Se calhar, fica apenas a faltar o mais fácil: o silêncio. O refúgio dentro da espuma do jogo. Aquela sabedoria que faz com que o jogador ladino e experiente se dê como dormente e ressuscite num ápice de forma avassaladora. Ser como a cobra no coração da selva. Ou, por outras palavras, o jogar de forma simples e em prol da equipa, que pode ser personificado através daquele simples passe para o lado que, por muito básico que seja, é aquilo que a equipa necessita naquele momento. E não da tal temível aceleração que levanta o asfalto, seduz bancadas, mas que no frio da análise afinal se revela supérflua.

Tudo estaria errado se Gyokeres fosse um produto acabado. Por etapas, contudo, o cardápio do sueco tem sido recheado de novos ingredientes. Diante do Gil Vicente, os dois golos marcados no coração da área não só demonstram técnica como também aquela minúcia do trabalho em laboratório que faz com que o espaço não seja o aspeto essencial do seu jogo mas antes mais um fator onde pode, efetivamente, fazer a diferença como grande talento que é.

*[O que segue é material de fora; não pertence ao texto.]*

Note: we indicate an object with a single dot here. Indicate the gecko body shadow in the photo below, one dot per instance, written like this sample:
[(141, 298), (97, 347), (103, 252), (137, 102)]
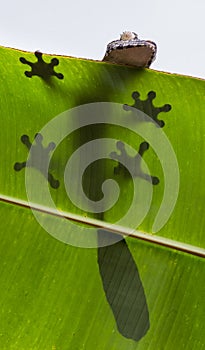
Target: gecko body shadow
[(123, 287)]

Há sempre o próximo capítulo da história. E que pode não ser escrito em português. Se a bitola exibicional se mantiver, fica provável uma saída de cena por muitos milhões. E de forma justificável. Com uma lição para o vizinho do lado: mais vale esperar e, de facto, contratar-se de forma precisa e consoante as reais necessidades da equipa, do que andar a retirar do ficheiro do computador amostras infindáveis que, no fundo, até podem colmatar no imediato mas nunca se afiguram como pilar de desenvolvimento sustentável. Presente e futuro. Daí haver Gyokeres, daí rugir o leão.